Venezuela’s Neverending Prison Crisis
The story of Tocorón is just another chapter of a complex prison crisis that Chavismo just let run rampant
On July 31st, 2011, then Minister of Penitentiary Services Iris Valera, announced the need to reduce the amount of inmates in the country. Valera attempted to sell the idea as a matter of “justice,” arguing that many of them were imprisoned for crimes that didn’t deserve such a punishment. “Of the 50,000 inmates in the country, some 20,000 must be set free, they deserve it and it’s fair that they should be outside,” she said.
A few days later, president Hugo Chávez announced that 2,000 prisoners had already been set free. In line with Valera’s words, Chávez declared that 20,000 inmates would be released.
These measures weren’t considered in a vacuum, but rather they were the product of a riot that had begun on June 14th, 2011 in El Rodeo, the infamous prison complex located in Guatire. More than 5,000 members of the national security services were deployed in response, taking control of El Rodeo I on June 17th with at least a thousand inmates holding out in El Rodeo II until July 13th, when they ran out of food. Some twenty-two people would die.
Even with Chávez’s declaration of a “prison emergency” (emergencia carcelaria) in October of 2012, one of his last acts as president, the State continued to struggle to maintain a serious, efficient and humane control over the country’s prisons.
25 people died in Yare I in August of 2012. In January of 2013, at least 60 people died in Uribana. 16 more died in Sabaneta in September of 2013. A fire due to horrible conditions in Tocuyito would take 18 more lives in August of 2015. That same month, El Rodeo II would be news again with inmates kidnapping 5 prison workers. In April of 2017, we counted another 12 dead in a riot at Puerto Ayala. That August, another 37 people died during a special forces operation in Puerto Ayacucho. A staggering 68 people died in a fire, the consequence of a shootout with police forces, in a detainment center in Valencia in March of 2018. In May of 2019, 29 people died during a riot in a police station in Acarigua. In May of 2020, another 46 people died during a riot in the Los Llanos Penitentiary in Guanare.
What on Earth?
The crisis decreed by Chávez in 2012 is far from over and there’s no one more at blame than the State’s own incompetence in dealing with these situations. Of course, prison riots aren’t just the fault of prison workers, but the consequence of the long line of failed public policy decisions that have allowed the prison population to continue growing and for “mega-gangs” like Tren de Aragua to expand and even thrive.

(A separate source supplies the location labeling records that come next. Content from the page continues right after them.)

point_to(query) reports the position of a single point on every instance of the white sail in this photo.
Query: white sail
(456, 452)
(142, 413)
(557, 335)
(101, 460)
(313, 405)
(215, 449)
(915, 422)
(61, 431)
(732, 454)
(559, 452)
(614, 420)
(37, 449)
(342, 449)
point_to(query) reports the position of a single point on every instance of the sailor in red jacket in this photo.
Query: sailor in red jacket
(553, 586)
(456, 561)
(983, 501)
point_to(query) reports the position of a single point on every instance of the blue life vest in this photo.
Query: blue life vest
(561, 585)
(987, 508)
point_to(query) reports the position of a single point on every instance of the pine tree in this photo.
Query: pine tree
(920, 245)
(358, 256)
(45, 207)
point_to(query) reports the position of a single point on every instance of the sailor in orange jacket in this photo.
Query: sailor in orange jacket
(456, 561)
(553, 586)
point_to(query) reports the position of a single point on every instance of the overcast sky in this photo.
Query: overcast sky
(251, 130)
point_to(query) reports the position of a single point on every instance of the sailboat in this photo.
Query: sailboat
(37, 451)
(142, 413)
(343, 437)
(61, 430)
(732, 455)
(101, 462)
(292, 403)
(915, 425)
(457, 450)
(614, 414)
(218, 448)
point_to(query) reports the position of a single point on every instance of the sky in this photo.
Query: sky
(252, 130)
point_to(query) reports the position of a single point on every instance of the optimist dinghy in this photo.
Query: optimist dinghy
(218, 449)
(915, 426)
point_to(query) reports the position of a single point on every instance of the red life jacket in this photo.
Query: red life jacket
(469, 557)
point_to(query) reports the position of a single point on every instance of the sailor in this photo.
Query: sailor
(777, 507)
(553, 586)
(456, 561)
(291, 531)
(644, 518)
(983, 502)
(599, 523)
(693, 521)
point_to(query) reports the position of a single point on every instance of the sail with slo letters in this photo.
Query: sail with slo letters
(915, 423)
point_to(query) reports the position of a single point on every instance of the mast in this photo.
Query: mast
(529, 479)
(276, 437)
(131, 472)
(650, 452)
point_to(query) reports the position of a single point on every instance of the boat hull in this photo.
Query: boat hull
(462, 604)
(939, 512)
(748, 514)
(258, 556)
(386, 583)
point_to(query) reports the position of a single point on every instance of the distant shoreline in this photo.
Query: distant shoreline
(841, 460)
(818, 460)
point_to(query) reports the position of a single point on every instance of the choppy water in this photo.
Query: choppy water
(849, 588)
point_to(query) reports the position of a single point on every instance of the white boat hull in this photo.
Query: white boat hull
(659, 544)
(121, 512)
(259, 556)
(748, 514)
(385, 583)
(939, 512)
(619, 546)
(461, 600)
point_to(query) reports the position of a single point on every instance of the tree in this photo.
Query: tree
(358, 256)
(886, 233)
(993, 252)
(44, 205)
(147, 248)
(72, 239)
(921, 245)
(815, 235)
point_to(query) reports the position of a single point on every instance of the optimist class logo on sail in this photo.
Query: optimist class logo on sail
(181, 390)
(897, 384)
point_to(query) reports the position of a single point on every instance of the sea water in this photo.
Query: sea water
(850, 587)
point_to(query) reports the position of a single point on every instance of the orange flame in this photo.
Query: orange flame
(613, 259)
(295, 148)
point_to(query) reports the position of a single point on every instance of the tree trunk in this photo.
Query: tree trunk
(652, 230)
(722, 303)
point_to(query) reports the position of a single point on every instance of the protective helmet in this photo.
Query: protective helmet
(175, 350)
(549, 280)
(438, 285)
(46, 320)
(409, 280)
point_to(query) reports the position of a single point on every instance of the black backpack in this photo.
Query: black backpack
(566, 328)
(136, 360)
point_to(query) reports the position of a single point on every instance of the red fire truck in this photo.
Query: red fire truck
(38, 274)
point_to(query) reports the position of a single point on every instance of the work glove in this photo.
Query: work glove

For years, the Tocorón penitentiary has been the prime example of the State’s lack of control over organized crime. A city within the walls of what was once a prison, complemented by a swimming pool, a children’s playground, a zoo, a baseball diamond, a nightclub and many shops for the enjoyment of the “inmates” and their families who really ran Tocorón.
It’s from within the walls of this safe haven that El Tren de Aragua managed to expand its criminal activities throughout the entire continent, an impressive achievement for what started out as a group of unionists extorting public contractors. From Tocorón, Tren de Aragua coordinated its network of crimes and its control of Venezuela’s border regions. This level of expansion, as well as the audacity of the crimes being committed which included illegal mining, drug trafficking, human trafficking and weapons exports revealed, slowly, that the gang must’ve operated with the State’s blessing (or perhaps even more than that).
This is a feeling that’s hard to shake when we see the vast arsenal of weapons the inmates had at Tocorón and compare that to just how easy it was for police and military forces to retake the prison. All of those weapons and the prison was retaken without a single casualty?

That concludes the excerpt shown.